The SDR constitute a large family of NAD(P)(H)-dependent oxidoreductases with crucial functions in lipid, amino acid, carbohydrate, cofactor, hormone and phase I xenobiotic metabolism, as well as in redox sensing mechanisms (Kavanagh et al. 2008). Sequence identities are low within the SDR family with many undefined boundaries. The current family classification is not based upon phylogeny, but rather relies on motif recognition (Persson et al. 2009). As an exhaustive study on SDRs from C. elegans is still lacking, we deciphered as a starting point the phylogenetic relationships among the classical nematode SDRs. Specifically, we took into account all sequences identified by the PFAM domains adh_short (PF00106) and adh_short_C2 (PF13561), because all genes that are proposed to be involved in xenobiotic response are from these groups (Menzel et al. 2007; Kisiela et al. 2011; Son et al. 2011). The family history is shaped by four expansion events within the Caenorhabditis genus, 11 expansions in Pristionchus, 17 expansions in clade IV, two in clade III, and even one small expansion in T. spiralis (Fig. S2). Of these 35 expansions, only 14 are supported by a LRT value higher than 0.97. However, this number increases to 23 when incorporating subparts of the weakly supported amplifications with internal branches that cover more than three sequences from the same species. This lower support reflects the limited level of sequence identity in the SDR family, which makes phylogenetic reconstructions difficult. In total, there are nine one-to-one orthologs between C. elegans and P. pacificus with one orthologous pair showing differential domain composition.

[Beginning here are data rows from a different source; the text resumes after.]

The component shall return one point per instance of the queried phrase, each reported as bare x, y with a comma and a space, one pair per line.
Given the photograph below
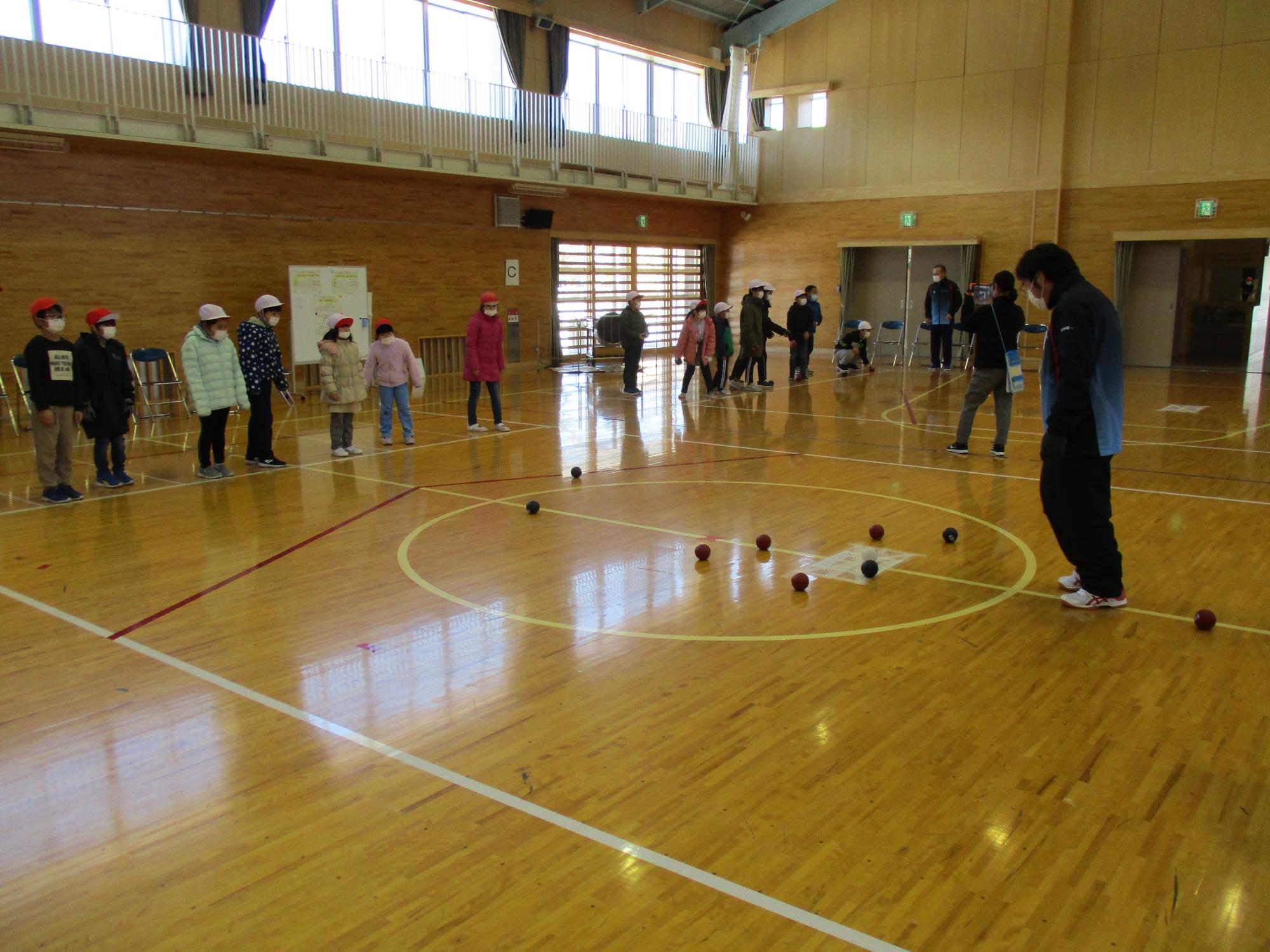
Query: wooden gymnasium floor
647, 753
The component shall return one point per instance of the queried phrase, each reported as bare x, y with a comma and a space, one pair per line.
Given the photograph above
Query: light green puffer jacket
213, 373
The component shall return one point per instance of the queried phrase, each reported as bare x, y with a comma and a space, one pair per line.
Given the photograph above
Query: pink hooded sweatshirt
485, 350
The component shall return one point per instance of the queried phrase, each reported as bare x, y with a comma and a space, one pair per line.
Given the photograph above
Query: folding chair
20, 375
149, 366
896, 341
918, 338
8, 406
1032, 329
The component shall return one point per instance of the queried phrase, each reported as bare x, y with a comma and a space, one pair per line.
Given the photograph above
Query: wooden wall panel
991, 30
891, 134
427, 241
1247, 21
849, 29
938, 130
1130, 29
1122, 115
940, 39
1243, 133
1187, 25
1186, 109
987, 124
893, 43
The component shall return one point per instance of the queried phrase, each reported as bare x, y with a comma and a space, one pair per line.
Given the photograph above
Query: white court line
566, 823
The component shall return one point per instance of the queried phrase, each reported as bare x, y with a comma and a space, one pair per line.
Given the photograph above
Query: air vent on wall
507, 213
25, 143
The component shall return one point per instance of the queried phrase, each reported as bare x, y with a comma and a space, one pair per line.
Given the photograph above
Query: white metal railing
208, 78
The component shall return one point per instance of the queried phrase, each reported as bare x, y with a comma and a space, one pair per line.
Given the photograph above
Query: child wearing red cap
392, 366
697, 343
485, 362
55, 395
342, 387
106, 384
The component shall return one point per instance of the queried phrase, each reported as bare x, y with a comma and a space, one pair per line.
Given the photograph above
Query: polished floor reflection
939, 758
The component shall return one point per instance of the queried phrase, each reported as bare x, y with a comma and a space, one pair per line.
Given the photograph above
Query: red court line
619, 469
271, 560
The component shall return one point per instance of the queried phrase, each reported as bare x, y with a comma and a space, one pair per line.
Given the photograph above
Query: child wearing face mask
55, 395
342, 385
262, 370
106, 385
697, 343
392, 366
485, 361
217, 387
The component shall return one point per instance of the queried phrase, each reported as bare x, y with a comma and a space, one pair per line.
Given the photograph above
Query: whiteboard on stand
318, 293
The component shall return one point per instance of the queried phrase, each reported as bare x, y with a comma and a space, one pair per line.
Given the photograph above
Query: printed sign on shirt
62, 365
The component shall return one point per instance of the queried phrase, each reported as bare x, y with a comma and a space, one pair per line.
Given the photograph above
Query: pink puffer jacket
688, 346
485, 350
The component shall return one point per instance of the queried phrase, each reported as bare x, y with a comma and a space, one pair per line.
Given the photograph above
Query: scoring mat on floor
845, 565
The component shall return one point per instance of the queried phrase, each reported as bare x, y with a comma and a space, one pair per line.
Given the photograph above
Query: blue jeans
116, 446
399, 395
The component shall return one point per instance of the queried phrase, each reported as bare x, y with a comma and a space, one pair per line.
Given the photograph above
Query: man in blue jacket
1083, 408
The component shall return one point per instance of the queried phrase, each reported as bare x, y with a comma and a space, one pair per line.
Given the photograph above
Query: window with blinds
595, 279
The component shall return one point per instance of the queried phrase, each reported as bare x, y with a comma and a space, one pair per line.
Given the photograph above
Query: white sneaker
1088, 600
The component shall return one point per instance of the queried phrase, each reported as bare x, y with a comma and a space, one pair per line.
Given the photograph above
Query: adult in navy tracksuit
943, 304
1083, 408
813, 301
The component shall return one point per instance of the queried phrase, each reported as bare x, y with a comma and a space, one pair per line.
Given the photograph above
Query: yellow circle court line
404, 562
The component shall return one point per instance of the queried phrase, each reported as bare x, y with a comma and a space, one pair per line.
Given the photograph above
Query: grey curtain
556, 288
1123, 265
846, 276
558, 60
511, 31
717, 96
759, 114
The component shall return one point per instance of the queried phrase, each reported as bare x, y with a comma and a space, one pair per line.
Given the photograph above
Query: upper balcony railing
224, 88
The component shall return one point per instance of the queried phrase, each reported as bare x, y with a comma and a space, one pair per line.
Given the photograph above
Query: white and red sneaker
1088, 600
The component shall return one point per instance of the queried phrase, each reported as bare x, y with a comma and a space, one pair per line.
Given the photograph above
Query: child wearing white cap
262, 370
215, 381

Enzymes of the UGT family are involved in the addition of glucuronyl residues during phase II of xenobiotic metabolism (Fig. 1b). They are known to be highly diverse at the intra-phylum level. For example, out of a dataset of 310 insect proteins, only one was found to be conserved among holometabolous insects (Hahn et al. 2012). Our phylogenetic analysis identifies 19 amplification events within nematode members of this family (Fig. S2). Four small amplifications are found in the clade III nematode A. suum, seven in clade IV nematodes, and five in P. pacificus, including two major amplifications encompassing 34 and 54 sequences, respectively. Another three amplifications are observed in the Caenorhabditis genus, the biggest encompassing 154 sequences. Only one gene, coding for UGT-60, is a one-to-one ortholog between C. elegans and P. pacificus (Fig. S2). Taken together, the extensive lineage-specific gene expansions observed for CYP, SDR, and UGT families indicate that the observation originally made for GST genes is not an exception but more likely the rule.

Nine Small Expansions and Some Domain Losses in the ABC Transporter Family

ABC transporters are a highly modular family of proteins that are involved in pumping metabolites from the cytoplasm of the cell to other compartments or outside of the cell (Sheps et al. 2004). The domain number and order can vary among subfamilies (Sheps et al. 2004; Fig. 4a). We have therefore analyzed separately the four types of domain combinations that exist in nematodes (Fig. S3).

The first type of domain architecture of ABC transporters has a tandem repeat of an ATP-binding-cassette domain followed by a transmembrane domain, which is characteristic of transporters of the subfamilies ABCA, ABCB, and ABCC (Fig. 4a). The full-length ABCB, also called P-glycoproteins (PGP), and the ABCC, also known as multidrug-resistant proteins (MRP), are supposed to be involved in drug excretion in C. elegans (Sheps et al. 2004). A more exhaustive study among the Caenorhabditis genus showed that these proteins are roughly conserved as one-to-one orthologs between C. elegans, C. briggsae, and C. remanei (Zhao et al. 2007). Consistently, we identified only a small number of moderate expansions relative to the previously analyzed families. We notice seven expansions, four of them involving three to four paralogs in the Caenorhabditis genus, in P. pacificus or in B. xylophilus (Fig. S3).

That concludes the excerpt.